Dr. Meininger: The bridge-enhanced ACL restoration technology with the BEAR Implant has been added to my armamentarium of treatment options for patients with ACL tears. Now that my practice is approaching two years since performing our first BEAR Implant procedure, I have seen the successful clinical results possible with patients like April. There is a lot of enthusiasm out there from patients looking for less invasive means to heal their injuries. The objective physical findings of a stable knee on exam, positive MRI results with robust ACL healing and return to sports in high-level athletes help me have confidence that the BEAR Implant is the right operation for these patients.
Q: Do you have any advice for patients who have torn their ACL?
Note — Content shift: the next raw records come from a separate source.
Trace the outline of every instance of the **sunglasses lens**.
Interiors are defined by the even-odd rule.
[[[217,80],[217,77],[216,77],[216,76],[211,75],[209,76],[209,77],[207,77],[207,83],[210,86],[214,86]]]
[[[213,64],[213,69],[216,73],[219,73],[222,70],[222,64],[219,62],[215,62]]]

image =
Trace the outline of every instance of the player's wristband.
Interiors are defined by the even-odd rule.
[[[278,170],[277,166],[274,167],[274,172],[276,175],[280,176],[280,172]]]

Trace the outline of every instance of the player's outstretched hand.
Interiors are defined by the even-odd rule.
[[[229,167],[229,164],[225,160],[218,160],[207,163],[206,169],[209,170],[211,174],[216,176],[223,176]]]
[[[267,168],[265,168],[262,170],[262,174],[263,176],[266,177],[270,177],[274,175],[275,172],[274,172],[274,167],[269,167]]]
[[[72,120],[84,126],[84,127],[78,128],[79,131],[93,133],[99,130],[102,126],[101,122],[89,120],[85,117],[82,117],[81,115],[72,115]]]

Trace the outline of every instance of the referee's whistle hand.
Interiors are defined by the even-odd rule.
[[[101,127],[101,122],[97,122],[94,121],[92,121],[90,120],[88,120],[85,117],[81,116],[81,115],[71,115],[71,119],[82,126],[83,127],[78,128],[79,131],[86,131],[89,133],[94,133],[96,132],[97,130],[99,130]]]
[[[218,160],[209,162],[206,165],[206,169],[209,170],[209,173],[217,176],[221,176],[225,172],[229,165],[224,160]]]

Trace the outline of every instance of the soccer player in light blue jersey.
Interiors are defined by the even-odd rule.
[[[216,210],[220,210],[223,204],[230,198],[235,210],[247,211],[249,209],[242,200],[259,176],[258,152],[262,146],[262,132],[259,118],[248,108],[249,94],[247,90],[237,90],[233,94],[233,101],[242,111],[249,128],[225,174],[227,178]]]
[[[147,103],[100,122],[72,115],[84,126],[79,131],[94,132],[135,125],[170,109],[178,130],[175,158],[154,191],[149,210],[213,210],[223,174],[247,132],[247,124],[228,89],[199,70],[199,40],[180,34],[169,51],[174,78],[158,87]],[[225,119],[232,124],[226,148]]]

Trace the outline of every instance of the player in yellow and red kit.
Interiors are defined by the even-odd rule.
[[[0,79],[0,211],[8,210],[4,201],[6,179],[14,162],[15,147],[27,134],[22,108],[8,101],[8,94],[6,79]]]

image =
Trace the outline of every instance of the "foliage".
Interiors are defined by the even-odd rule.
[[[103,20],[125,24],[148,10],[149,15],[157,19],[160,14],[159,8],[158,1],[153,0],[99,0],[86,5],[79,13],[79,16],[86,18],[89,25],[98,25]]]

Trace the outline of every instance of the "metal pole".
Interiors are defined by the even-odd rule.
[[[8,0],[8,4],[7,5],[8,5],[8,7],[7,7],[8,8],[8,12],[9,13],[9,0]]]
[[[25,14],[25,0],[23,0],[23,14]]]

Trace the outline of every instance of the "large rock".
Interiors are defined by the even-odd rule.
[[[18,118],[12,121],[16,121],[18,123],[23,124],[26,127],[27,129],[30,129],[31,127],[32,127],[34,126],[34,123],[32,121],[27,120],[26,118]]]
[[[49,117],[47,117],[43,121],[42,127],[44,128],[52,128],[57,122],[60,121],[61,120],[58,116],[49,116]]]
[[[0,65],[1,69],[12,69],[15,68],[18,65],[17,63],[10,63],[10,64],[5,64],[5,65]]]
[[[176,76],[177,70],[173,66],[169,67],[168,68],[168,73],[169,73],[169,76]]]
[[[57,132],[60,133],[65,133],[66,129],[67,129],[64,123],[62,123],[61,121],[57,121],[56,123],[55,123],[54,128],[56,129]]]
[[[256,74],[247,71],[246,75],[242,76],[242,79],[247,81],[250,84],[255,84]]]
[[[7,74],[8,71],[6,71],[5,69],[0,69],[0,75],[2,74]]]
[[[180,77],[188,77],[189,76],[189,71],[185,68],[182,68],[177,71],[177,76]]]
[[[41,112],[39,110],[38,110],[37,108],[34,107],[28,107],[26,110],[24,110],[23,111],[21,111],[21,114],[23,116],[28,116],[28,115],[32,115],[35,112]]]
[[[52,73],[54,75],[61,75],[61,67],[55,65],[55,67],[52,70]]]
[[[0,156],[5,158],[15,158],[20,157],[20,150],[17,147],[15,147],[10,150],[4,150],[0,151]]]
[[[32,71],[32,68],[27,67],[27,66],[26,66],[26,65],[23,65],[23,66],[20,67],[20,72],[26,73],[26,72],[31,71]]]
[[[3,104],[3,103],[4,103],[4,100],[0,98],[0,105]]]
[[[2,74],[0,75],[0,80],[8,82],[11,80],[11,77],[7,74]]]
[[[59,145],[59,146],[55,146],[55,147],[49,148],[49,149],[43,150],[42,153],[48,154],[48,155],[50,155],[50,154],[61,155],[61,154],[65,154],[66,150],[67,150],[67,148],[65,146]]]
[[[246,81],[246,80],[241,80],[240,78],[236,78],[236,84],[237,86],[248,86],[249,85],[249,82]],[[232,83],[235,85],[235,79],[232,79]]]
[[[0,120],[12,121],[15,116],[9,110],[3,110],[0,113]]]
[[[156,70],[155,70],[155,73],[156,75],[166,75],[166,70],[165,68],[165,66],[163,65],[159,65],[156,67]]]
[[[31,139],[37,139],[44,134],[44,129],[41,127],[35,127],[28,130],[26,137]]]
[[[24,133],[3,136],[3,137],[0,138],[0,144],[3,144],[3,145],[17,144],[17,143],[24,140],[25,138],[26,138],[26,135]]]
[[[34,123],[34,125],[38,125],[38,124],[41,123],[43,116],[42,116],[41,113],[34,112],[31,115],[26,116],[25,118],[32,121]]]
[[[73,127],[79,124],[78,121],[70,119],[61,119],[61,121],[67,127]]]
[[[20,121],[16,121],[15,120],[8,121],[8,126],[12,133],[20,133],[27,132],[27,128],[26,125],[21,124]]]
April: During my research for ACL tear treatment options, the ACL-BEAR-Surgery Rehab Community group on Facebook was a huge resource. It has grown tremendously since I joined, and the members in that group are so supportive. Many people who’ve had the BEAR Implant have shared their stories and are willing to answer questions to help others.
Q. Has your decision to get the BEAR Implant changed your life or impacted your daily life in any way?
April: Going through an ACL tear and recovery was a trying experience, especially when having to put my normal activity on hold while also juggling being a mom of three. I was really tempted to not have surgery and live with a torn ACL, but I knew I wanted to be able to return to the activities I loved. Completing the BEAR Implant rehab program really inspired my confidence and helped me to build back my strength. Although I still have the thought of not wanting to retear my ACL again, I feel really confident in my BEAR Implant knee.
Learn more about the BEAR Implant and find a surgeon
The BEAR Implant from Miach Orthopaedics was approved by the U.S. Food and Drug Administration in December 2020. It is indicated for skeletally mature patients at least 14 years of age with a complete rupture of the ACL confirmed by MRI. Patients must have an ACL stump attached to the tibia to facilitate the restoration.
It is important to follow the BEAR Implant physical therapy program. Your surgeon can explain the program details.
Be sure to discuss your individual symptoms, diagnosis and treatment with your surgeon. The BEAR Implant has the same potential medical/surgical complications as other orthopedic surgical procedures, including ACL reconstruction. These include the risk of re-tear, infection, knee pain, meniscus injury and limited range of motion.